It appears that all the critics decided to band together this week and review David Bouley's remake of his flagship this week. Gourmet, The Cuozz, Jay Cheshes, and the big kahuna here all file raves on the new Bouley at 163 Duane St. For his part, Frank reinstates his 3 star assessment of five years past:
"...the curious silence surrounding the transplanted Bouley doesn’t indicate a slipshod redo or botched job like Secession...In fact the new Bouley is a labor of obvious and obsessive love, its décor preferable to that of the old Bouley..."
"...In an era when the trend in restaurants is toward sleek minimalism, Bouley is a thrilling blast from the gaudy past, a reminder of how much pleasure can be had just from being tucked into such opulent chambers and attended with such formal manners."As for the food, he sums that up well in the audio slideshow: "It's certainly distinguished food. It's not the best food he's cooked...but it is a classically sumptuous feast and the best of the stuff is great." [NYT]
Frank Bruni weighs in on the re-do of Grayz, Atria: "his Asian-accented Continental food ('modern European,' Atria calls it) is getting better all the time...It’s a catchy experiment in Japanese-Mexican fusion, but perhaps not enough to fill scores of seats in a rambling space that was rigged for headier times..." [NYT]

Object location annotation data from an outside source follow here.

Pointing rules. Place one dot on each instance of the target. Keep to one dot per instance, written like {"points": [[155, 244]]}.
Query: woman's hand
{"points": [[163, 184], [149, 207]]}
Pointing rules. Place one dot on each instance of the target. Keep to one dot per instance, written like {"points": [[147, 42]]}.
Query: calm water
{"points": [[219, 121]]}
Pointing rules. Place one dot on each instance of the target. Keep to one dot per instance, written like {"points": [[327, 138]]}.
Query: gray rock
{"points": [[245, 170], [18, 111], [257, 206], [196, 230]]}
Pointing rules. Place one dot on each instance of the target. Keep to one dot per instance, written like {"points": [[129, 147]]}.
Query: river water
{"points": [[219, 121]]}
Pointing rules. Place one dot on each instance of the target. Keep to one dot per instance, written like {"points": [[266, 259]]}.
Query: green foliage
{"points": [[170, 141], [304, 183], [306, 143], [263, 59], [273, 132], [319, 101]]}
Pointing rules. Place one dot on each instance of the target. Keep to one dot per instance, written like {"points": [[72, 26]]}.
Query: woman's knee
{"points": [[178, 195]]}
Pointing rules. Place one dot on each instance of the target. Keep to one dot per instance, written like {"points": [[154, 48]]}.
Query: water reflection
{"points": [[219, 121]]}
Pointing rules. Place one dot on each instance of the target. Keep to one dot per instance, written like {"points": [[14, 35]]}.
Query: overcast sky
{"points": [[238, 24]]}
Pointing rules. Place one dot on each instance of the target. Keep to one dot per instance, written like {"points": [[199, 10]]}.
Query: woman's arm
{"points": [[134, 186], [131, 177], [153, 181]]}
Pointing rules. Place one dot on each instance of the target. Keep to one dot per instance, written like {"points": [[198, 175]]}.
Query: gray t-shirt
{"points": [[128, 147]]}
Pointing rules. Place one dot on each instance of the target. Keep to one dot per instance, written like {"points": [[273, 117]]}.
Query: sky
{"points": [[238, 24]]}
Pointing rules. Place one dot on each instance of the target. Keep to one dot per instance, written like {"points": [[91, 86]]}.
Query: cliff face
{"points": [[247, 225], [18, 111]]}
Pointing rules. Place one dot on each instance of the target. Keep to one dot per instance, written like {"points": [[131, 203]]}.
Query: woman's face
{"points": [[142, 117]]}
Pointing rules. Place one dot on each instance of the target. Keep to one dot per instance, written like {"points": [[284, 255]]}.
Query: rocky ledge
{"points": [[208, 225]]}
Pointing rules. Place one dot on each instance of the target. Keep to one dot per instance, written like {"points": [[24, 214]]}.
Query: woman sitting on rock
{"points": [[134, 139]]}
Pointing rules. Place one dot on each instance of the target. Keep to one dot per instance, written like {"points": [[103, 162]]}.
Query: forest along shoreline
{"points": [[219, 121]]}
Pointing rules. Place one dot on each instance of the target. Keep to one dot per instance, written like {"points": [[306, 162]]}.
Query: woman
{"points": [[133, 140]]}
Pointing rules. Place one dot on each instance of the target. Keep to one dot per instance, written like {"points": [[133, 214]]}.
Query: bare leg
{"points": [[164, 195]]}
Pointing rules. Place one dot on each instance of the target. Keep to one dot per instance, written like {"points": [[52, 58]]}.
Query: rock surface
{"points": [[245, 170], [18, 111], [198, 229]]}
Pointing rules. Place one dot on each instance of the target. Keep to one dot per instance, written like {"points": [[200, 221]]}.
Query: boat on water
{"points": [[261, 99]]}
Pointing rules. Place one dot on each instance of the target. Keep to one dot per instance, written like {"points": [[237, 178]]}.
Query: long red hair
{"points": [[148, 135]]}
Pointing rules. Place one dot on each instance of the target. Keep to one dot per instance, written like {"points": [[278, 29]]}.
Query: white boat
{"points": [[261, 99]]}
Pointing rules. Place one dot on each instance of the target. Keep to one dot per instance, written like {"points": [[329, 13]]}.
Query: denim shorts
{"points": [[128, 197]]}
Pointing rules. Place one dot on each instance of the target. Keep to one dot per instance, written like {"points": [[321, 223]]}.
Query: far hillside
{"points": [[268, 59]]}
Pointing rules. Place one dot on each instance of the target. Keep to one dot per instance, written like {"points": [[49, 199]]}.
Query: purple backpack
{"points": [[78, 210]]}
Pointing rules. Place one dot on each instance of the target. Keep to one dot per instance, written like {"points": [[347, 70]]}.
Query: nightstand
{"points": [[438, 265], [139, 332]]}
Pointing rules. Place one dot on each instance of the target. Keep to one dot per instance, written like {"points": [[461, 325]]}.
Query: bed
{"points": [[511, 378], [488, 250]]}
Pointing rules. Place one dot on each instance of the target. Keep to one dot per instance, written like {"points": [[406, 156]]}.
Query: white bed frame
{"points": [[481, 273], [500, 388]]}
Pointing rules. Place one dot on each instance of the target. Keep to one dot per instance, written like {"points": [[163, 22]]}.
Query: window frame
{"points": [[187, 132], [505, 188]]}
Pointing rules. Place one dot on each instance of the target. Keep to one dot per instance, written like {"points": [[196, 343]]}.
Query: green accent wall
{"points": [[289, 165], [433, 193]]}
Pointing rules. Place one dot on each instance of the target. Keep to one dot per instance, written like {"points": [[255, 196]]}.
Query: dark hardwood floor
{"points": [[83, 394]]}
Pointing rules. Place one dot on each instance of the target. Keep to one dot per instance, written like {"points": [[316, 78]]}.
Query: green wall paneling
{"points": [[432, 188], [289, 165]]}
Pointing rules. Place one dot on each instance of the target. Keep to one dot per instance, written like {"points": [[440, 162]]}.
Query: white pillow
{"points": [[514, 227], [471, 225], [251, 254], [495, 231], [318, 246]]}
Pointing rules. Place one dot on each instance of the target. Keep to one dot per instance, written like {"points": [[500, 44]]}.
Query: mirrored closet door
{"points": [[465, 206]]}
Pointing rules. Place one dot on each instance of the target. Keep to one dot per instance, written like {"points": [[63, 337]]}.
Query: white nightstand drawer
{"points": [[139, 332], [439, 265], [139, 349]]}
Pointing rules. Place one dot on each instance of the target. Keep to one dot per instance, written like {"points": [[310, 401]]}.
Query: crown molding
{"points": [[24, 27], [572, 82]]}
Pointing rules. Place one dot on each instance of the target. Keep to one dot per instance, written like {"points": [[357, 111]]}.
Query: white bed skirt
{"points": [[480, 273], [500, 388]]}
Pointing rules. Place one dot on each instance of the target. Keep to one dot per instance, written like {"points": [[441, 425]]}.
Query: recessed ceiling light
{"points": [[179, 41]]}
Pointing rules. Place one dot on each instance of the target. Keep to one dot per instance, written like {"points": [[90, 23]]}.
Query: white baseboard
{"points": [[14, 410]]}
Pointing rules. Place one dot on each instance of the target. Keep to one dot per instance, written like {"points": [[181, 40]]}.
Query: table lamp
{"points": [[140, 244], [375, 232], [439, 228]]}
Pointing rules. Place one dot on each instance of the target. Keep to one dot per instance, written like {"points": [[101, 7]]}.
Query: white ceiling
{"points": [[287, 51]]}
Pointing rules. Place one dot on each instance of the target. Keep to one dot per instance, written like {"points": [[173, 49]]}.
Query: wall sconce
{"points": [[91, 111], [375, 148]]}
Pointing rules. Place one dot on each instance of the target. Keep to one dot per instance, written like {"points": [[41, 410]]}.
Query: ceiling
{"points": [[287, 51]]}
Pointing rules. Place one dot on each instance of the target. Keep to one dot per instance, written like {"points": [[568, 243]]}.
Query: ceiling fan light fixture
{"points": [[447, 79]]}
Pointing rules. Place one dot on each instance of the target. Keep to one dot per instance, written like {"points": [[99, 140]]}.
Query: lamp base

The Cuozz loves the new Bouley even more than the Brunz: "It isn't the 'Bouley' his passionate older devotees might have wanted, but it's the best since his first one, and accidentally for a place that was years in the making sinfully comforting in a precarious time....its seamless harmony of flavor and fantasy feels just right for the waning, anguished '00s." [NYP]
The RG checks out Harlem's Chez Lucienne this week, deems it a welcome neighborhood fixture, and awards it two stars: "It's also a sense of déjÃ vu — the feeling that you've just stumbled into a place where you want to order a drink and look at the menu. French music, French accents — not the Inspector Clouseau type — bow ties, homemade terrines and honest bistro prices." [NYDN]
In the Plattster's stead, the Robs file a twofer on the very new location of sandwich shop Defonte's (two UG stars) and the quite old Avenue B deli, Sunny & Annies (one UG star). They mostly focus on the former: "the satisfying, neatly constructed whole is invariably greater than the sum of its parts. One exception: No. 29...a minor blip for a place that seems to be firing on all meat-slicing, jus-dipping, sauce-ladling cylinders." [NYM]
THE ELSEWHERE: Oliver Schwaner-Albright finds the food worth the wait at Brooklyn's Vinegar Hill House, despite some service flubs, Jay Cheshes is another fan of Bouley, giving it four of six stars, Sarah DiGregorio finds her first true izakakya in Brooklyn, Qoo Robata, while Sietsema hits up an izakaya, Rockmeisha, right in the West Village, and Tables For Two's Lauren Collins approves of Corton.
THE BLOGS: Easy Ed gives an A- to the lunch menu and takeout at Socarrat, Always Hungry checks out Convivio, Cleaned my Plate has trouble appreciating Scott Bryan's food over the din and bad service at Apiary, Sarah DiGregorio gets her roast pig fix at El Bohio Restaurant in Sunset Park, the paella at Socarrat reminds Lifestyle of a Yuppie of soy sauce fried rice, and Writing with my Mouth Full approves of the quality and attention to detail at Kyo-Ya.